たまに、セッションやライブなどで、「プロの方ですか?」と聞かれることがある。
半分以上、お世辞か嫌味なんだろうけど。
もちろん、「違いますよ。」と返答するんだけど
そもそも、プロってどういう人のことを言うのだろうか?
お金をもらって演奏する人?
これなら私もミュージックチャージをもらってライブをすることがあるので、私もプロになってしまう。
演奏だけで食ってる人?
ここまで絞るとなかなかいない。レッスンやってる人も含めるといいのかもしれないが。
有名なジャズクラブに定期的に出演している人?
最近のジャズクラブは素人っぽい人でも、客が集められれば出られるので、どうなんだろう。
有名なジャズクラブに一般的にプロと呼ばれている人のライブを見に行っても、当たり外れがある。
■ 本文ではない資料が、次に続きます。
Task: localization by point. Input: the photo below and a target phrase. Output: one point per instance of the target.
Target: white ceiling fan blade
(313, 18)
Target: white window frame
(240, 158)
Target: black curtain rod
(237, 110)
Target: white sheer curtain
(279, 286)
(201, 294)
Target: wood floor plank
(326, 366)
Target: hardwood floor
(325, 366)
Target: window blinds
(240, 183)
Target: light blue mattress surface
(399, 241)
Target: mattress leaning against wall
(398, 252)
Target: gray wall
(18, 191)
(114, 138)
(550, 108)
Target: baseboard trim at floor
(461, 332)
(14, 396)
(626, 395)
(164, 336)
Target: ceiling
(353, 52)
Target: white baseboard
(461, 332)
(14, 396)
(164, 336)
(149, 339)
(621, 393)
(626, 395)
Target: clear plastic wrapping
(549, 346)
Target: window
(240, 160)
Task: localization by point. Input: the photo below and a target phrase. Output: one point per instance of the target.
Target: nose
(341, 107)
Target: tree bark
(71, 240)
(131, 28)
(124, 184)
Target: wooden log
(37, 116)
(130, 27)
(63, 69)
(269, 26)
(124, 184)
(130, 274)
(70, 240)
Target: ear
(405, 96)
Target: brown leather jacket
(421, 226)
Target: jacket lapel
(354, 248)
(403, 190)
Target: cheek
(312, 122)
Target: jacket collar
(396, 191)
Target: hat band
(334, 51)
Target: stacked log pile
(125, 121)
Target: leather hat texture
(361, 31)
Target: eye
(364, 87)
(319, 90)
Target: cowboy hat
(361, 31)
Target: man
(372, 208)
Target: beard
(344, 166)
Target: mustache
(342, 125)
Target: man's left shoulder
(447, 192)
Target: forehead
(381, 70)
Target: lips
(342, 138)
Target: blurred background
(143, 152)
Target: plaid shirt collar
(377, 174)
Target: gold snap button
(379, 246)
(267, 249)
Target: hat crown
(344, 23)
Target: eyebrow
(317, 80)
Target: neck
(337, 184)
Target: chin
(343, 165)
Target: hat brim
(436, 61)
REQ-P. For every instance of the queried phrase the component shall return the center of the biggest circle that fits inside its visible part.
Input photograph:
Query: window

中には、「これでもプロか? 金返せ!」と思うことも少なからずある。
そんな人は、いくら演奏だけで食ってる、って言ってもプロと認めたくない。
やはり、それだけのお金を払うだけの価値のある演奏をする人をプロと呼びたい。
お金を払う価値のある演奏って?
それは、聞いている人の心を震えさせることができる人だろう。
それができれば、お金を取っても文句は言われない。
いくら有名なニューヨークのブルーノートであろうが、いくら評判が高い超有名な外タレミュージシャンであろうが、人の心を震えさせられない人は、プロとは呼びたくない。
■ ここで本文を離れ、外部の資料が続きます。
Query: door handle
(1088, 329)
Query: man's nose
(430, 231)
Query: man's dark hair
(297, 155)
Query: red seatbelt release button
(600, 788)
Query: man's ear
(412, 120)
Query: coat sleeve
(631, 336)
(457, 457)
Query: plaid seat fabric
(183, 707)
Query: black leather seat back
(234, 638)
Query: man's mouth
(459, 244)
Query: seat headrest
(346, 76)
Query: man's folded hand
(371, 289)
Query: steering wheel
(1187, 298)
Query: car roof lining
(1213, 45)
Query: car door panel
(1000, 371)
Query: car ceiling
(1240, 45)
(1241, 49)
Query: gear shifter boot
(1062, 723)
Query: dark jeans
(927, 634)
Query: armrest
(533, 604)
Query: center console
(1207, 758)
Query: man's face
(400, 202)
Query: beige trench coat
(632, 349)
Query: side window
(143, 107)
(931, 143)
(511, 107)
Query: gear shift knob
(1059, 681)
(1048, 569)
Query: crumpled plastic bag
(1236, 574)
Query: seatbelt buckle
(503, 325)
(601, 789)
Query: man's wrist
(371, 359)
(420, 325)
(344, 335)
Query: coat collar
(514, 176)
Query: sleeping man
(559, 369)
場末のスナックで、知らないおっちゃんが、カラオケで心を震わせる歌を歌っていることがある。
こんな人はお金を取ってないが、プロと呼びたい。
金を払ってでも、もう一度聞きたくなるからだ。
自分のライブでミュージックチャージを取っていることに対し、本当にこのお金をもらうだけの演奏をしているのか?と自問することがよくある。
友達や知り合いなので、来てくれるのであって、演奏だけに対する対価ではないことは確かだ。
いつの日か、全く知らない人が、私の演奏目当てに聞きに来てくれて、心から感動してもらえるようになったら、私はプロです、と言ってもいい。